A Review of Weak to Strong Generalization [AI Safety Camp]

Thank you to everyone in AI Safety Camp group 22 for the discussions and suggestions. In particular, thank you to: Bogdan Ionut Cirstea, Vassil Tashev and Jaeson Booker

Introduction

The goal of AI Safety Camp Team #22 is to assess how promising automating alignment research is (see source 23). We have decomposed the problem into various sub-problems. One of my teammates (Vassil Tashev) and I have focused a couple weeks of reading and discussion on weak to strong generalization. This is a research direction that the OpenAI super alignment team explored in their first paper, which they published in December of 2023. Here we present a comprehensive review and reading list for weak to strong generalization. Our aim is to assess whether this research direction is promising towards the goal of creating a roughly human level, aligned, automated alignment researcher (source 16) - this appears to be OpenAI’s super alignment team’s alignment plan (source 25). We believe this may be the most scalable alignment research direction.

The Problem

Current alignment techniques, such as reinforcement learning from human feedback (RLHF), rely on human feedback. This will break down when we try to align models more capable than humans, because the human feedback data to draw on will be poor. Humans will have difficulty robustly evaluating the model’s responses because strong capabilities are more difficult to evaluate than subhuman capabilities. Imagine evaluating whether thousands of lines of code that a possibly superhuman model has written, and rating whether the model has done as well as it could.

As an analogy, consider what might happen were one to hand an 17th century engineer 4 alternative schematics.
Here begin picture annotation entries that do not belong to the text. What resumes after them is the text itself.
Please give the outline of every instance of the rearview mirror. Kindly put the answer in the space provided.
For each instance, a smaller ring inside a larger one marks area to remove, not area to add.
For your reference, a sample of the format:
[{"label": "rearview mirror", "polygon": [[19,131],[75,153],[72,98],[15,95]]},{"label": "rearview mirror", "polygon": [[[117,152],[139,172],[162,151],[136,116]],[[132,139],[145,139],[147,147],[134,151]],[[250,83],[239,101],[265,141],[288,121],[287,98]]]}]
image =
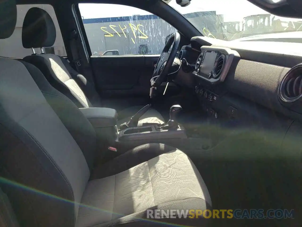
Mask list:
[{"label": "rearview mirror", "polygon": [[176,3],[182,7],[185,7],[190,5],[191,0],[176,0]]}]

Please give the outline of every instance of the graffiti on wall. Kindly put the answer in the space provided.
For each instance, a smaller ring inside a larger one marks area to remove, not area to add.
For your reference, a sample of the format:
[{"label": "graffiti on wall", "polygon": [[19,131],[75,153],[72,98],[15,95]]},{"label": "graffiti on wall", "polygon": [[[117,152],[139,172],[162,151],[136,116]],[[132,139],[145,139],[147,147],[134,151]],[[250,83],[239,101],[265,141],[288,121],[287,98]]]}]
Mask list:
[{"label": "graffiti on wall", "polygon": [[[134,39],[132,37],[131,37],[131,40],[132,40],[132,42],[133,42],[133,43],[135,44],[135,39],[138,38],[140,39],[146,39],[148,38],[149,37],[145,34],[142,31],[142,28],[143,28],[144,26],[142,25],[138,24],[137,25],[133,25],[133,24],[131,24],[130,23],[129,23],[128,24],[129,27],[130,27],[130,28],[131,29],[131,30],[132,31],[132,33],[133,33],[133,36],[134,36]],[[109,27],[111,29],[108,29],[108,28],[107,27],[101,27],[101,29],[103,31],[104,31],[106,33],[106,35],[105,35],[105,37],[113,37],[114,36],[114,35],[117,35],[118,36],[120,37],[122,37],[122,36],[121,35],[120,33],[122,33],[124,35],[125,37],[125,38],[127,38],[127,35],[126,35],[126,33],[125,33],[124,31],[127,29],[127,27],[126,26],[126,25],[124,25],[124,28],[122,28],[121,26],[120,26],[120,25],[119,24],[118,27],[115,25],[109,25]],[[117,29],[118,30],[120,29],[120,31],[121,31],[121,33],[118,32]],[[111,31],[112,30],[114,32],[115,32],[115,33],[111,33],[112,32]],[[136,34],[136,32],[137,31],[138,33],[138,35],[137,36],[137,34]]]}]

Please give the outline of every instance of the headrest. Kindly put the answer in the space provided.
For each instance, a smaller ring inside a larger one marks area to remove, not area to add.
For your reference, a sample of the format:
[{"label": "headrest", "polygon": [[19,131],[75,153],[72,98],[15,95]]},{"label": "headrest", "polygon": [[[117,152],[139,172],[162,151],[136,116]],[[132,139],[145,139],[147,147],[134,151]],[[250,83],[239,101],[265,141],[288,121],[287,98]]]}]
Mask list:
[{"label": "headrest", "polygon": [[30,9],[23,22],[23,47],[37,48],[51,47],[56,41],[56,27],[49,14],[40,8]]},{"label": "headrest", "polygon": [[15,0],[0,0],[0,39],[11,35],[17,21]]}]

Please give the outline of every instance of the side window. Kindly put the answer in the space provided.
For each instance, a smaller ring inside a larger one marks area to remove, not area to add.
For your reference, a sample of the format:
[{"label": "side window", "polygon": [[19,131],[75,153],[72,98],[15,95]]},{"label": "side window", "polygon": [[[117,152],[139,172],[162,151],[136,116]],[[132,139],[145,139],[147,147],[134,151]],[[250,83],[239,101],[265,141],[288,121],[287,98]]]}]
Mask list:
[{"label": "side window", "polygon": [[156,54],[177,31],[158,17],[130,6],[79,5],[92,55]]},{"label": "side window", "polygon": [[[9,58],[23,58],[33,53],[31,49],[25,49],[22,45],[22,26],[26,13],[33,7],[41,8],[47,11],[51,17],[56,32],[56,38],[53,46],[44,48],[44,52],[66,56],[66,51],[62,38],[59,23],[53,8],[47,4],[21,5],[17,5],[17,22],[16,28],[11,36],[5,39],[0,40],[0,56]],[[36,53],[41,53],[39,49],[35,49]]]}]

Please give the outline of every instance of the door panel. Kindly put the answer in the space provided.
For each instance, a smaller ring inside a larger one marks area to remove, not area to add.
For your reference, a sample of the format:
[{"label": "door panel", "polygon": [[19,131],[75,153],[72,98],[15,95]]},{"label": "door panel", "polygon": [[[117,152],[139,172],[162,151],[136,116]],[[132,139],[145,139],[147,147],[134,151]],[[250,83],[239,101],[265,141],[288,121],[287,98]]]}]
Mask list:
[{"label": "door panel", "polygon": [[154,62],[159,55],[93,56],[91,64],[97,89],[111,97],[149,95]]}]

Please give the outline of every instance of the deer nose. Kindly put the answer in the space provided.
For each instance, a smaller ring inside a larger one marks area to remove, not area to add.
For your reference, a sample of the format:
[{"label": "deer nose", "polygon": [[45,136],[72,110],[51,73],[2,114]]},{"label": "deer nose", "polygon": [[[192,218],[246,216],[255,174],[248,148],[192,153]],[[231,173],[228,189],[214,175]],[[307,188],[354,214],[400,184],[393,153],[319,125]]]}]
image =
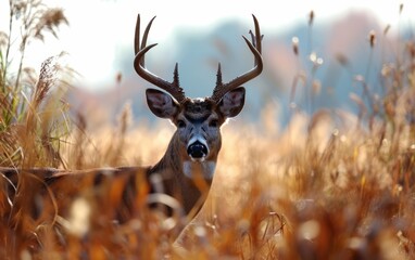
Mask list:
[{"label": "deer nose", "polygon": [[187,154],[193,160],[203,160],[208,155],[208,147],[202,142],[196,141],[187,147]]}]

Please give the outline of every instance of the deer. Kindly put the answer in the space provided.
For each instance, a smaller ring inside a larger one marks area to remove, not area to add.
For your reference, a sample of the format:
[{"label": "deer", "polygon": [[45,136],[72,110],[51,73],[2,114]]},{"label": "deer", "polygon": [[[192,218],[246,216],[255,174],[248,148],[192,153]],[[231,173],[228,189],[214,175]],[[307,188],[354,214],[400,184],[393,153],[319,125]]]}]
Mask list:
[{"label": "deer", "polygon": [[[263,36],[256,17],[252,16],[255,31],[250,31],[251,40],[242,37],[253,54],[253,68],[228,82],[223,82],[219,63],[212,95],[191,99],[186,96],[184,89],[180,88],[177,63],[172,82],[152,74],[146,67],[144,56],[156,46],[156,43],[147,46],[155,16],[148,23],[140,39],[140,15],[138,14],[134,38],[134,68],[139,77],[161,89],[146,90],[147,104],[152,114],[159,118],[168,119],[176,127],[165,154],[159,162],[149,167],[73,171],[49,168],[26,170],[0,168],[0,172],[7,179],[0,182],[4,187],[0,194],[0,200],[14,202],[9,203],[10,211],[20,210],[18,207],[28,207],[32,214],[40,218],[39,216],[43,216],[49,207],[52,211],[58,210],[58,214],[65,218],[70,213],[68,205],[78,193],[99,186],[93,190],[96,196],[103,196],[98,202],[115,207],[116,216],[113,217],[121,223],[135,217],[137,206],[135,199],[138,192],[149,194],[147,203],[150,207],[156,209],[160,208],[160,204],[167,206],[167,209],[162,207],[162,211],[167,216],[173,214],[172,208],[180,208],[183,211],[180,212],[185,216],[194,216],[203,205],[204,194],[209,192],[214,178],[222,147],[221,127],[243,108],[246,89],[241,84],[257,77],[263,70]],[[137,184],[142,182],[146,185]],[[144,191],[141,191],[142,186]],[[22,190],[23,192],[20,192]],[[42,196],[54,197],[49,206],[45,203],[39,206],[36,203],[38,194],[35,192],[39,190],[42,191]],[[23,197],[22,194],[26,194],[26,197],[33,200],[18,200]],[[108,197],[110,196],[108,194],[111,194],[111,197]],[[4,219],[12,213],[3,212],[0,217]],[[55,217],[53,221],[56,221]]]}]

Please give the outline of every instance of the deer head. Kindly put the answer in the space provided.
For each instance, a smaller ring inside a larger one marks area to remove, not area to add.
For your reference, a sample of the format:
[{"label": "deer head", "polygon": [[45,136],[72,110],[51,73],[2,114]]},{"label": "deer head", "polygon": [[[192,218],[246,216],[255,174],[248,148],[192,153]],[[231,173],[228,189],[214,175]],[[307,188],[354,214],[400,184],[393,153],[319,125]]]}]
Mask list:
[{"label": "deer head", "polygon": [[[222,144],[221,126],[227,118],[237,116],[244,104],[246,90],[240,86],[259,76],[263,69],[260,26],[255,16],[253,16],[255,34],[250,31],[251,41],[242,36],[253,53],[254,67],[248,73],[224,83],[222,81],[219,64],[213,94],[203,99],[190,99],[185,95],[184,90],[179,86],[177,63],[174,68],[172,82],[155,76],[144,66],[146,53],[156,46],[156,43],[147,46],[150,27],[154,18],[155,16],[147,25],[140,42],[140,16],[138,15],[137,17],[134,67],[141,78],[165,91],[148,89],[146,91],[147,103],[155,116],[167,118],[177,127],[173,138],[176,142],[176,153],[178,153],[180,160],[184,162],[185,176],[191,178],[191,170],[187,169],[189,164],[216,161]],[[205,179],[211,179],[213,170],[208,172],[208,176],[204,177]]]}]

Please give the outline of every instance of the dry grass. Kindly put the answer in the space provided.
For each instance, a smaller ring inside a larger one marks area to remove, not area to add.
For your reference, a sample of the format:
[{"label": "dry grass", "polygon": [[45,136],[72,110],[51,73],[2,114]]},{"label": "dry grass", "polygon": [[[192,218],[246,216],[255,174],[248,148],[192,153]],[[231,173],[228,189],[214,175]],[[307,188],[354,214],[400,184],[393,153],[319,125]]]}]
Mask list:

The engineer is instructed to select (thumbs up) the machine that cools air, where one is a modern air conditioner and the other three are technical diagrams for heating devices. The 17th century engineer lacks the knowledge to understand refrigeration or the temperature-pressure relation (a discovery made in 1802) and might select the cooling machine about as well as a chimpanzee or dog (25% of the time). Just as our current scientific knowledge exceeds that of a 17th century person, an agent more capable than humans could search for strategies through causal domains the human does not currently model. (source 20)
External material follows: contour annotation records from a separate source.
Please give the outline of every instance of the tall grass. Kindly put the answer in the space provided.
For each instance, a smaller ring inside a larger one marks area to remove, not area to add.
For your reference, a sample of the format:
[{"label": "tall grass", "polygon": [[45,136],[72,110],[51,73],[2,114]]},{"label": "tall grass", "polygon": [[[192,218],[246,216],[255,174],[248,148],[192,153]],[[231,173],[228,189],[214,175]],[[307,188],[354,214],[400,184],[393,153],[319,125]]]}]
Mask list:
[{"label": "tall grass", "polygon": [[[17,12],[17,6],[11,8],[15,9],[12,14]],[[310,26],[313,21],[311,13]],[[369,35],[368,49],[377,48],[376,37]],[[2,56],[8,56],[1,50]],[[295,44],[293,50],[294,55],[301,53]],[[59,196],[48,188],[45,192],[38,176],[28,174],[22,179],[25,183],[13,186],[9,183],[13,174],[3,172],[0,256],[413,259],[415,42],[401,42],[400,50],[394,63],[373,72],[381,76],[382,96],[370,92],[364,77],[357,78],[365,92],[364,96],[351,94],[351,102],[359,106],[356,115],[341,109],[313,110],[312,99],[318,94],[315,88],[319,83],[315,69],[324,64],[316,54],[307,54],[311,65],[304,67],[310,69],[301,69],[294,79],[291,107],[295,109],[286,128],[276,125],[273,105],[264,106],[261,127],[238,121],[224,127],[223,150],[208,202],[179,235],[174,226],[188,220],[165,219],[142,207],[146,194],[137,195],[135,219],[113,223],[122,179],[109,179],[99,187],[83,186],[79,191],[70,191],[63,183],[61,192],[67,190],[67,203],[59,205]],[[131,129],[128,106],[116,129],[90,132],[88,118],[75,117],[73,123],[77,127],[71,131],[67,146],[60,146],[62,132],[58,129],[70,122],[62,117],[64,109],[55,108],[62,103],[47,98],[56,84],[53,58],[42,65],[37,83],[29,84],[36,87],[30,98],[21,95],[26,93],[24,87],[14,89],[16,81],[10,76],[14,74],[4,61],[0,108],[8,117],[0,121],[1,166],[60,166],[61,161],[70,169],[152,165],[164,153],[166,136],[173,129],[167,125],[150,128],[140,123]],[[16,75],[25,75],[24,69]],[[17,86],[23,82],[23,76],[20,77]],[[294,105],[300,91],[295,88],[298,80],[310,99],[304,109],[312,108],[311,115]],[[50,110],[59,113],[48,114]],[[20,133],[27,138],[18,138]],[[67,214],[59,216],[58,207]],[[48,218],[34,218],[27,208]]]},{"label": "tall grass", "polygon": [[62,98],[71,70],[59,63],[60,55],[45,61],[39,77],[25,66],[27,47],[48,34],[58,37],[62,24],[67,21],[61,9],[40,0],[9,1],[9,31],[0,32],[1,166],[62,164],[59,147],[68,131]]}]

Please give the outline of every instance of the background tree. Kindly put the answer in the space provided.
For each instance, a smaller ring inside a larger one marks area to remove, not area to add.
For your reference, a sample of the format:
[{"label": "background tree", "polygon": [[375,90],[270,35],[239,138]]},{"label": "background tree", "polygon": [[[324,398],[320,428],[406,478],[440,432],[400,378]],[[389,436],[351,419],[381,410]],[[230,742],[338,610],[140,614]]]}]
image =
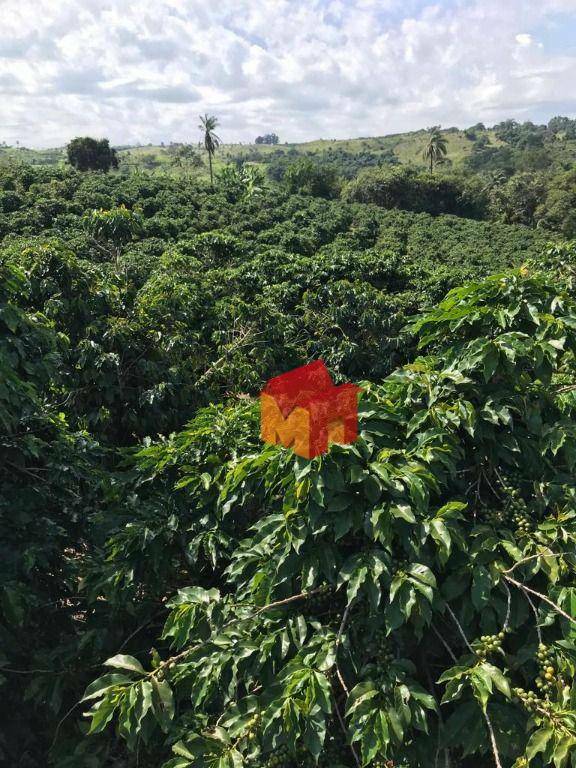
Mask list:
[{"label": "background tree", "polygon": [[104,171],[118,168],[116,150],[108,139],[93,139],[82,136],[72,139],[66,146],[68,162],[78,171]]},{"label": "background tree", "polygon": [[204,149],[208,152],[208,165],[210,166],[210,186],[214,187],[214,173],[212,171],[212,158],[220,146],[220,137],[214,131],[218,127],[218,119],[213,115],[200,115],[200,125],[198,126],[204,132]]},{"label": "background tree", "polygon": [[434,172],[434,166],[443,162],[448,153],[447,141],[440,133],[440,126],[429,128],[429,136],[422,157],[430,163],[430,173]]}]

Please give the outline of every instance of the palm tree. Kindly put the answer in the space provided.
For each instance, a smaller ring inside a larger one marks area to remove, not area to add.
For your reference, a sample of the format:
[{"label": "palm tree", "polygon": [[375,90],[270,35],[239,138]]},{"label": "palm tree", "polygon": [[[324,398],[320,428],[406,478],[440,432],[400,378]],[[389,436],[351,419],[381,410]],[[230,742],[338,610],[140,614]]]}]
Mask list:
[{"label": "palm tree", "polygon": [[214,174],[212,172],[212,158],[220,146],[220,138],[214,133],[218,127],[218,119],[212,115],[200,115],[200,128],[204,132],[204,149],[208,152],[208,164],[210,166],[210,186],[214,187]]},{"label": "palm tree", "polygon": [[448,152],[447,141],[440,133],[440,126],[435,125],[428,128],[428,142],[422,152],[424,160],[430,163],[430,173],[434,172],[434,166],[443,162]]}]

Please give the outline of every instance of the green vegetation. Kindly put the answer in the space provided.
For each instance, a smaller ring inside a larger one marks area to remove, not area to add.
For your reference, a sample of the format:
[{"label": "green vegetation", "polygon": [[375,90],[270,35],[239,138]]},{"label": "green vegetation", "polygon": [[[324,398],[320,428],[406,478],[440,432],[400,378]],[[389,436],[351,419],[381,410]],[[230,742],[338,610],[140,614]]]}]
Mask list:
[{"label": "green vegetation", "polygon": [[[3,163],[1,764],[575,764],[574,170],[524,167],[572,123],[530,126]],[[360,436],[306,461],[257,395],[318,358]]]}]

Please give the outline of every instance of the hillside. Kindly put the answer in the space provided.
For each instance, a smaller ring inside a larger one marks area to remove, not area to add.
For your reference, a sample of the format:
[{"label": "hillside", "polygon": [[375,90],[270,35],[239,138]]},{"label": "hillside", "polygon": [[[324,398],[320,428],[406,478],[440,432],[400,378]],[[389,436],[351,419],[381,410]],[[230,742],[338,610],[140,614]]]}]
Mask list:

By definition, we do not have ground truth labels to questions we have yet to answer. If one of our more capable models gave us a program beyond the understanding of humanity’s greatest software engineers, how could we ensure that the program does what we’re interested in? How can we supervise systems above human level [on some task] when we have difficulty determining the correctness of model outputs?

As discussed in (source 11), we have two orthogonal classes of approach to this problem:

Scalable oversight (SO), or making humans better evaluators. The goal here is to make the supervision signal stronger.
Weak to strong generalization (W2SG), or making models that generalize better from our weak / imperfect labels.
Various combinations of (1) and (2)’s variations (debate + W2SG, task decomposition + SO, SO on policies learned with W2SG, etc) (source 15)

Here we focus on approach #2 with regards to automating alignment research.

Reasons for Optimism

In the past two months, there have been significant empirical advances:
1. OpenAI’s super alignment team’s paper (source 1) defined the weak to strong learning problem: is it possible to elicit the full capabilities of a more capable model with weak supervision? The experiment in this paper involves finetuning large (strong) pretrained models to generalize well from supervision by a smaller, less accurate (weak) model. In some ways, this setup is analogous to the case where humans are the weak supervisors and more capable “superhuman models” are the strong students. We believe the most impressive result is using a GPT-2-level model to elicit most of GPT-4’s capabilities (~GPT-3.5-level performance). The stronger model generalized correctly even on questions the weak model failed at. It is not obvious why this should be the case, as models are empirically imitating their training data. While this result is interesting, our takeaway from this paper was that the empirical results alone are not groundbreaking. OpenAI includes a useful list of disanalogies, limitations of their current setup, and ways that it fails to resemble super alignment. For instance, more powerful models in the future may be better at imitation and reproduce incorrect labels. However, this paper introduced the weak to strong learning problem and set the stage for iteration on eliciting strong capabilities with weak supervision. Also, this reframing of the alignment problem is tractable and can be empirically studied, whereas experiments cannot be done on a superhuman AI yet. OpenAI clearly demonstrated a case of weak reward signals eliciting strong capabilities. It is also clear that improving OpenAI’s results is tractable, especially with creative engineering solutions (i.e. similar to OpenAI’s auxiliary loss).
2. Source 2 focuses on easy-to-hard generalization, a special case of weak to strong generalization. This paper demonstrates that models can perform well on hard, domain specific questions when trained on easier questions. For example, a language model trained on 3rd grade questions scores almost as high on a college-level exam as a language model trained on college-level questions. These results are highly promising in eliciting strong capabilities out of superhuman models with weak examples. Our key takeaway is that with the correct engineering solutions, we may be able to elicit answers to problems we don’t know the answer to (but the superhuman model does) by using labels from problems we do know. Our key criticism, one which the authors acknowledge in their paper, is that a simple explanation of the results may be that easy data increases saliency of good results that are already known from pre-training. There is a disanalogy here—as the future models we are interested in eliciting capabilities will not be in the pretraining data. We may not get capability enhancements from fine-tuning or in-context learning on easy examples- instead we may just be activating the right pre-training knowledge better.
3. Source 3 presents “Vision Super Alignment”, using weak-to-strong generalization on pretrained vision models by introducing a new loss function. Their results exceed OpenAI’s weak-to-strong vision results. Similar to OpenAI’s “auxiliary loss” term, the paper introduces their own loss function enabling nuanced supervision that allows the strong student to prioritize its own predictions over the supervisors.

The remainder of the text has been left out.